Not long ago a friend commented that my life was “romantic.” If by romantic he means crying over the selling of my bed frame and mattresses then, yes, my life is super romantic because for some reason I cannot get through any move without a slight breakdown.
It certainly wasn’t the mattress itself (see previous post). If there is anything that I have learned over the last 5 or so moves is the idea of non-attachment. You might have heard of non-attachment from a meditation class in relation to thoughts and emotions. But here I straight up mean just don’t be attached to your stuff.
I was not. always. like. this.
There was a point in time when I cried because I found cookie crumbs in my bed which meant that someone (not me) had been in my bed.
“Is nothing sacred in this house?!?!” I huffed upon the cookie crumb discovery.

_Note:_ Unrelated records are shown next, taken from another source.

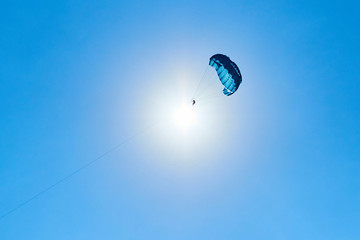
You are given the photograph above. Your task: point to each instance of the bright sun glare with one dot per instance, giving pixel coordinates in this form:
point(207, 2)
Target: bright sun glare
point(185, 116)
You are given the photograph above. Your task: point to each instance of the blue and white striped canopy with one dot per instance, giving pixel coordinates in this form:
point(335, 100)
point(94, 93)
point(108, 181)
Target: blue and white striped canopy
point(229, 74)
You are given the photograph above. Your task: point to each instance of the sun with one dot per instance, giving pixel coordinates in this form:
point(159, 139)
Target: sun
point(185, 116)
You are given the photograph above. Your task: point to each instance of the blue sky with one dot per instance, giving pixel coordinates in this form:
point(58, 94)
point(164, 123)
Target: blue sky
point(277, 160)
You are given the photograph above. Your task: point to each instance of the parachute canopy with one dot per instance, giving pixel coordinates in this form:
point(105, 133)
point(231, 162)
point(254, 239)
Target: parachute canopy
point(229, 74)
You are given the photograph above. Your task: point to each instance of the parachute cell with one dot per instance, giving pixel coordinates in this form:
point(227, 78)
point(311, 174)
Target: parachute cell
point(228, 72)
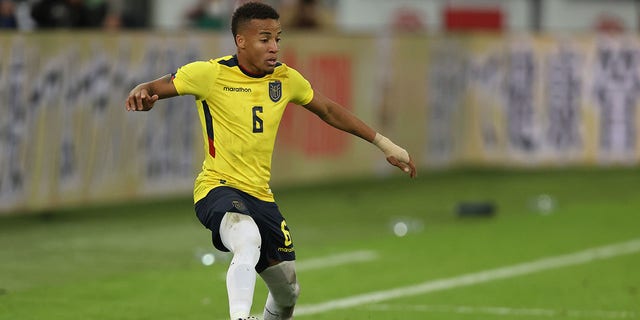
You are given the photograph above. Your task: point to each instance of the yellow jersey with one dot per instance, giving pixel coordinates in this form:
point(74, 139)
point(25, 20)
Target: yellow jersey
point(240, 115)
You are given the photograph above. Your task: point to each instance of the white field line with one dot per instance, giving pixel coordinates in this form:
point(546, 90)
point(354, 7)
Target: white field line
point(334, 260)
point(554, 262)
point(511, 312)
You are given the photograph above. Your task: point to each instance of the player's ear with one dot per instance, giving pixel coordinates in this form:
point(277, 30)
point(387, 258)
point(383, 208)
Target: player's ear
point(240, 41)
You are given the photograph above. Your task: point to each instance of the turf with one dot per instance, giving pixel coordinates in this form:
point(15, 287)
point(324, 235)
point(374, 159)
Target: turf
point(141, 260)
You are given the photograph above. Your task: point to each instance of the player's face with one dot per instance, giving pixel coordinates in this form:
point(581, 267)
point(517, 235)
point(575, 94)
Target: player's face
point(258, 45)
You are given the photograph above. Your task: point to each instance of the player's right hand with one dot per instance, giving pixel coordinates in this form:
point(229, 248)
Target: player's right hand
point(140, 100)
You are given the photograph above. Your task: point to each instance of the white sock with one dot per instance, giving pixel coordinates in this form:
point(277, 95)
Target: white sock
point(239, 233)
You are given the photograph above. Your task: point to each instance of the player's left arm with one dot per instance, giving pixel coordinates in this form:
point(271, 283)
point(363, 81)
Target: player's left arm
point(341, 118)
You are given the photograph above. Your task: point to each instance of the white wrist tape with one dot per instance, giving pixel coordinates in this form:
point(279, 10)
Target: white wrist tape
point(390, 149)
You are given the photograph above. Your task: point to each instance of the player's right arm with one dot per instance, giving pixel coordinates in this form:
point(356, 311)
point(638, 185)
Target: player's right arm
point(144, 95)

But since then I have matured slightly and I have come closer to the realization that belonging are merely tools to enhance our human experience. They come – they go. They get used – they get broken and thrown away. They get stolen. The get borrowed and never returned. They get chewed up by pets. And each time nothing truly earth shattering happens at the loss of a thing. Some have argued with me over my view on belongings. They are deeply attached to their belonging and will not release them regardless of whether or not they can walk through their hall without turning sideways. And regardless of how high up to their ceiling their stuff climbs. They want and need all of their stuff for one reason or another.
But in my life? In my life I’ve had to live out of suitcases for months, put my stuff in storage in various states, sell stuff that simply wouldn’t fit in my car, and release things from my life before I was truly ready. This has happened to me time and time again and gradually (ever so gradually) I am becoming less and less attached to my belongings.
For the past several weeks I have been doing one of my favorite tasks, which is going through my belongings to determine what still serves me and what needs to find its way to a new home or to the garbage can.
By the way, during this clean out I watched Dr. Brené Brown’s new talk on Netflix called “The Call to Courage” which I HIGHLY RECOMMEND. I couldn’t keep myself from shouting “Amen!!!” all through the talk. It was wonderful.
I’ve been sorting and packing and organizing because my mom and dad have agreed to allow me to store my excess belongings at their house. So! I had to have all my stuff packed up and ready by today when my dad drives in from out of state. Everything that didn’t fit in their truck has to fit in my car (when my lease and work ends). And anything that won’t fit in my car will have to be sold, donated, or trashed.
Which is why I cried about selling my bed and mattress today… because I am so non-attached to my belongings.
Kidding. I cried because it was a symbol of home. And what I am going into in the opposite of home. What I am going into is the complete unknown. I am braving the wilderness. A wilderness I have never encountered.